A friend recently admitted to living with fear, much of it irrational, he said. I was initially surprised since my friend has a sense of humor that is non-stop and an ability to laugh at himself that he should franchise. But this was a serious moment. I knew he was asking for insight, so I tried to oblige.

I believe, from what he told me, that he understood his fear, that it was mostly about aging and what comes after. Over the years a legendary focus on his own health had prompted much teasing – but respect as well – from his many friends. He seems to realize that most often “the person who is teased is loved,” and I know he knows how loved he is.

But admitting to being fearful, and even understanding how a fear can overshadow a life, does nothing to disarm it. Naming it becomes very important, though, since fear tends to work best in the dark where it feeds on itself and often spawns other fears. Understanding and naming the fear rarely helps, however.
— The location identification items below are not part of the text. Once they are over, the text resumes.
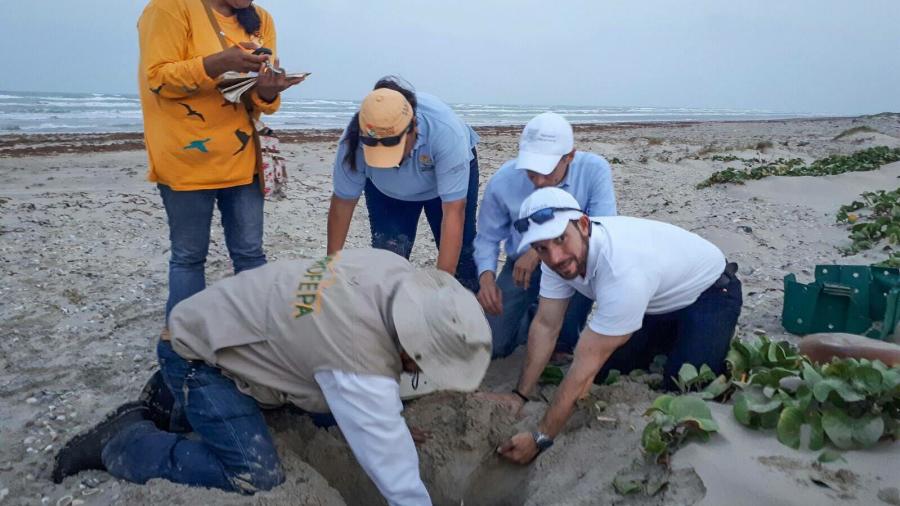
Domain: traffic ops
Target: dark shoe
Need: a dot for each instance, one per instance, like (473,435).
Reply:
(159,399)
(84,451)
If anything, they provide the arena for confrontation.

Years ago I read a little book by Gerald Jampolsky titled “Love Is Letting Go of Fear” from which I began to learn about the power of acceptance, an essential quality of love. I learned somewhat later that acceptance was a quantum leap beyond tolerance, which can mean “putting up with” or “suffering through.” For instance, tolerating differences among others is vastly different from accepting them.

Acceptance means so much more. So I told my friend, “I have discovered the fear of the unknown is neutralized by accepting and embracing not-knowing. It’s like shaking hands with the enemy.” I should have said as well that embracing fear also works to neutralize it.
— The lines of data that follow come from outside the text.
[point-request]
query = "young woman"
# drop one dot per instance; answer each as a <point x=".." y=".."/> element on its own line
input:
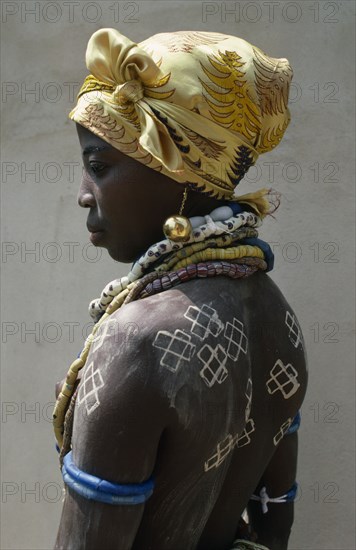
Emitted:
<point x="173" y="432"/>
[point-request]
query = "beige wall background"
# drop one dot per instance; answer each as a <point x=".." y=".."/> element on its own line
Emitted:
<point x="50" y="272"/>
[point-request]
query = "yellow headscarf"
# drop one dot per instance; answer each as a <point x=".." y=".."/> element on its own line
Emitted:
<point x="197" y="106"/>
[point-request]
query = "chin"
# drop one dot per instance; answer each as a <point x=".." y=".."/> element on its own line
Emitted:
<point x="121" y="256"/>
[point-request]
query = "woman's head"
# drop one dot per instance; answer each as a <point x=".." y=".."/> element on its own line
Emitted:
<point x="187" y="108"/>
<point x="128" y="201"/>
<point x="197" y="107"/>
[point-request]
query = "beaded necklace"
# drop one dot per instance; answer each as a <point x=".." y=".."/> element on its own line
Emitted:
<point x="219" y="245"/>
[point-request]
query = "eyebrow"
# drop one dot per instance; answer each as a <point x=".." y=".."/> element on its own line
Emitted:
<point x="95" y="149"/>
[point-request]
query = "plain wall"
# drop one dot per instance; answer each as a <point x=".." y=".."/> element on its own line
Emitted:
<point x="47" y="291"/>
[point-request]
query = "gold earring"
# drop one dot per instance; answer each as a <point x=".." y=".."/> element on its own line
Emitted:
<point x="178" y="228"/>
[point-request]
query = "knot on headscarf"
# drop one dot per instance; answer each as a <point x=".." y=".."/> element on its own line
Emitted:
<point x="197" y="106"/>
<point x="131" y="91"/>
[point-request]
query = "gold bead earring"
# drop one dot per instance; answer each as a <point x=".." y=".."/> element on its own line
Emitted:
<point x="178" y="228"/>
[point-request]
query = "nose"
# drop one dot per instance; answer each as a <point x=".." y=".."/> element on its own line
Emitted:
<point x="86" y="198"/>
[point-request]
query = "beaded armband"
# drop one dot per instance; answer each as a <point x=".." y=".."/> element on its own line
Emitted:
<point x="100" y="490"/>
<point x="264" y="499"/>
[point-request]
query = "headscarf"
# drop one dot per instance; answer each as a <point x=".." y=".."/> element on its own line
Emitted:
<point x="198" y="107"/>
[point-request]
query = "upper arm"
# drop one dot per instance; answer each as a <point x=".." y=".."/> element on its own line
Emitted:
<point x="120" y="415"/>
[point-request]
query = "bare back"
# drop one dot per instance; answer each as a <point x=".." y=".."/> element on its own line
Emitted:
<point x="200" y="398"/>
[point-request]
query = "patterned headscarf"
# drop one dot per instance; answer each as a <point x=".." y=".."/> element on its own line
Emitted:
<point x="197" y="106"/>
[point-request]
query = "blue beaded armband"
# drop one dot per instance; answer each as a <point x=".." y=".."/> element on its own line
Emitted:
<point x="264" y="499"/>
<point x="95" y="488"/>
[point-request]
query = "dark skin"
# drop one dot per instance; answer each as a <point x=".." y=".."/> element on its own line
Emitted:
<point x="152" y="421"/>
One needs to know that acceptance is not a synonym for agreeing with or approving of. Nor does it mean giving into or surrendering. It is simply about seeing fear for how it works, realizing it gets its power from those it afflicts; fear can do nothing without that power. As long as one holds on to fear, fear has its way. So in the arena of confrontation, all one need do is let it go.
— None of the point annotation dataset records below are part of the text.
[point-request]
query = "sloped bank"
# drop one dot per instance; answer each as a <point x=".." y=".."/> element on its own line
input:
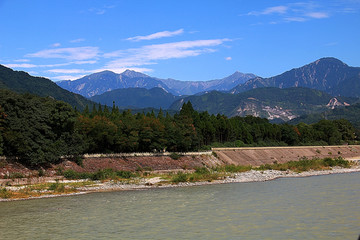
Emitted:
<point x="268" y="155"/>
<point x="16" y="174"/>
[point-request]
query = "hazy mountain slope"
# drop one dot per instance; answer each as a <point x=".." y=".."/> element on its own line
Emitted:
<point x="270" y="103"/>
<point x="136" y="98"/>
<point x="22" y="82"/>
<point x="193" y="87"/>
<point x="351" y="113"/>
<point x="101" y="82"/>
<point x="326" y="74"/>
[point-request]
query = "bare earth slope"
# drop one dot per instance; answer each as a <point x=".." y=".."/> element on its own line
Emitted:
<point x="268" y="155"/>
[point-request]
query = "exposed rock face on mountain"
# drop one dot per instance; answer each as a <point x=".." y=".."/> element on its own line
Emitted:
<point x="270" y="103"/>
<point x="22" y="82"/>
<point x="327" y="74"/>
<point x="193" y="87"/>
<point x="101" y="82"/>
<point x="136" y="98"/>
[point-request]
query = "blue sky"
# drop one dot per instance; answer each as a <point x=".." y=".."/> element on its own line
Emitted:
<point x="184" y="40"/>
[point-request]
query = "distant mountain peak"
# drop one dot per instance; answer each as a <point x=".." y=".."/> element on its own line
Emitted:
<point x="329" y="60"/>
<point x="132" y="74"/>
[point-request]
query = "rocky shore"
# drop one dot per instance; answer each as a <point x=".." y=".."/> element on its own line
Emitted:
<point x="158" y="182"/>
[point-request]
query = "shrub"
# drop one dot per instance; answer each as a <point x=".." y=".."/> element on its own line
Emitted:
<point x="179" y="177"/>
<point x="57" y="187"/>
<point x="125" y="174"/>
<point x="202" y="170"/>
<point x="175" y="156"/>
<point x="4" y="193"/>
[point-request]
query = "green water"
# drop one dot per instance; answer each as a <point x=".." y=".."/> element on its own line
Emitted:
<point x="324" y="207"/>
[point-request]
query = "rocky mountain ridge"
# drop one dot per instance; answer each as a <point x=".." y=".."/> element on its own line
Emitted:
<point x="326" y="74"/>
<point x="98" y="83"/>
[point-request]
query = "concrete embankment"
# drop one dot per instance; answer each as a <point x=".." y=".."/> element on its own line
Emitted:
<point x="165" y="162"/>
<point x="268" y="155"/>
Easily said, but not easily done. Aging is what it is, though different for everyone. And what comes after is inevitable. Certainly how and when both happen can be a concern. But even those issues are powerless until one chooses to fear them. When one lets go – also a choice – and focuses instead on the gift of every moment, fear is denied the future in which it lives. Letting go, after all, is really about giving self to self – and accepting the gift.